Aku benar-benar frustasi sekarang. Setiap perkataan yang keluar dari mulutku pasti akan bisa di balikkan dengan begiu mudah olehnya. Kini, aku harus bagaimana? Belum apa-apa masa aku harus menyerah dan membatalkan tiket pesawat dan juga booking hotel yang sudah beberapa minggu lalu aku pesan.

“Naina!”

Aku langsung menatap pria itu dengan tatapan sinis. “Apa?” tanyaku ketus.

“Kamu mau ikut turun apa gak?” tanyanya lembut. Akan tetapi, ada sedikit tatapan mengejek dan hal itu membuatku ingin sekali melemparinya dengan berbagai macam umpatan binatang yang ada di kebun binatang. Namun, sekali lagi yang kulakukan hanyalah mengalah dan melangkah mendekatinya.

“Gak usah manyun begitu. Gak bakalan mempan juga!”

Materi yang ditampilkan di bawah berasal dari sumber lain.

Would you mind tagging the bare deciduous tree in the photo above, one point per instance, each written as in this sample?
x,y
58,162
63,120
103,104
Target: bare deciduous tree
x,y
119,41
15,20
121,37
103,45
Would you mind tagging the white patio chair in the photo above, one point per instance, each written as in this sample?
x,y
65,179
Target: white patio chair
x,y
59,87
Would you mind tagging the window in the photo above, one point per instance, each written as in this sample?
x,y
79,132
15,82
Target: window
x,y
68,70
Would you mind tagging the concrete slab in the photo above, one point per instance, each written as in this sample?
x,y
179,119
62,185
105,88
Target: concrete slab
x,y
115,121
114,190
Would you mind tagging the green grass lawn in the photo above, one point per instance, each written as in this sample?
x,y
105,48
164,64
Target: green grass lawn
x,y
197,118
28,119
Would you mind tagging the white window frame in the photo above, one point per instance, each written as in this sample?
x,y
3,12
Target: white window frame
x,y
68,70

“Siapa juga yang manyun?” Bodo amatlah dengan ketidaksopanannku. Aku sudah terlanjur kesal dan juga sakit hati dengan tingkah Gartama yang menyebalkan dan pelit.

“Aku akan memberikanmu bonus dua kali lipat, Naina.”

“Aku gak butuh, Tama!” jeritku dalam hati.

“Gak usah ngambek kayak gitu. Apa kamu tidak tahu jika ada orang yang meninggal karena diambekin sama temannya.”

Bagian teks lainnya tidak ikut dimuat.